By Sunday night a three-day sit in at Hong Kong's international airport was winding down. Thousands of demonstrators had greeted passengers with "Free Hong Kong" chants. Only departing passengers with tickets or boarding passes and valid travel documents were being allowed to enter the check-in area at Terminal 1.

The demonstrations across the city continued despite authorities denying permission for the gatherings as city officials struggle to diffuse the protests that are now in their third month. Pressure from China to contain the unrest is on the rise.

China's civil aviation authority told Cathay Pacific Airways Ltd., Hong Kong's main airline, to ban all employees who supported or joined the recent protests from flying to the mainland, one of the strongest signs yet that Beijing is losing its patience with the demonstrations.

Cathay suspended a pilot from flying who had been detained while participating in a protest, the airline said in a statement.
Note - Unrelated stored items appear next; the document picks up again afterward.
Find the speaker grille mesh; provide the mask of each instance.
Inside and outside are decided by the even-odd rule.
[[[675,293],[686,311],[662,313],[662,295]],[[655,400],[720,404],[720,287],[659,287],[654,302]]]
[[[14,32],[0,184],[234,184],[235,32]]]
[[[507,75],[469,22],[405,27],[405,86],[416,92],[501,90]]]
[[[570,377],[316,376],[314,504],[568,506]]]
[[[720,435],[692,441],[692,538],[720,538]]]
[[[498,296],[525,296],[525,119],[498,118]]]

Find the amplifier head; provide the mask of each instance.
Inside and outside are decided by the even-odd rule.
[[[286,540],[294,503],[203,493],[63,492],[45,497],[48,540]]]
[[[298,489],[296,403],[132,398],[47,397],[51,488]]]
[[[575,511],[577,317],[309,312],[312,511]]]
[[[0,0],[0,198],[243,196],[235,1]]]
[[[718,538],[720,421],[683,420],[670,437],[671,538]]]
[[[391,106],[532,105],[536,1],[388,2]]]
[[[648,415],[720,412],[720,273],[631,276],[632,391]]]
It also fired two workers for "misconduct." They allegedly leaked information about the travel arrangements of a Hong Kong police soccer team, the South China Morning Post reported.

"As always our actions and responsibilities are focused on the safety and security of our operations," the airline said.

This weekend's protests come days after a general strike that disrupted the financial hub's morning rush hour, leaving traffic jammed, subway lines suspended and dozens of flights canceled. Those demonstrations, which also ended in tear gas and dispersal operations.